12月27日、新潟県より、学務委員としての功労を認められ褒賞された。
河原田(現在の佐渡市佐和田)本田寺住職鈴木無涯禅師のもとで禅を修業した。
明治18年(1885) 30才
1月18日、新潟県議会議員に当選するが、即日辞表を提出した。
この辞表は中奥の植田六方(植田旅館)にて立野北條勤に書かせたとのこと。
2月16日、雑太郡和泉村の村会議員に再選する。
同日、和泉三ヶ村水利土工組合議員に当選する。
4月21日、広間町外396ヶ町村会議員に当選。
6月20日、和泉小学校の学校基本金に多額の寄付(50円 )をして、県令篠崎五郎から褒賞された。
9月19日、佐渡三郡勧業委員に任命された。
加茂村馬首に居を移す。
この時に、当時の農商務省水野技官の講話から鯣・干鱈などの海の産物の重要性に気付いた。
※この年の出来事:内浦にスルメ改良同盟会が誕生した。
明治19年(1886) 31才
※この年の出来事:10月、佐渡教育会が誕生した。
明治20年(1887) 32才
3月29日、新潟県加茂郡馬首村外11カ村の組合戸長兼登記事務嘱託となり、この時より佐渡市和木に住むことになった。
村松の藤木より「官林を売りて残金を欲しい」という依頼を受けたが、喚濤は私利を求めず公平に売却した。

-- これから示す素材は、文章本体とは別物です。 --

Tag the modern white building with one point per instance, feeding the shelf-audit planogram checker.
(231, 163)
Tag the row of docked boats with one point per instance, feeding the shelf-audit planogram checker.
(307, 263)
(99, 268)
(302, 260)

※この年の出来事:11月、金沢村本荘良寛が「北冥雑誌」を創刊した。これには「喚涛も尽力す」との記述あり。
明治21年(1888) 33才
2月20日、椿村罹災火覆民救助で県知事より報奨される。
7月9日、日本赤十字社に寄付慈恵員として総裁より報奨される。
10月1日、佐渡陸水物産共進会審査員に任命され、江戸時代の佐渡の国産について調査した。その結果、竹の経済的有利性に気付き、竹の栽培普及を提唱した(会長より 3円の慰労金受けるとの記述あり)
11月、相川町広間小学校で佐渡陸水物産共進会を開催。
11月2日、加茂郡馬首村外9ヶ村戸長所内地押調。知事より報奨される。
12月15日、準判任官7等。
明治22年(1889) 34才
2月20日、加茂郡馬首村外9ヶ村戸長所内地押調。(賞輿7円との記述あり)
6月2日、大日本水産会第三回品評会で、内浦海産会社から出品された佐渡鯣が4等賞を受賞。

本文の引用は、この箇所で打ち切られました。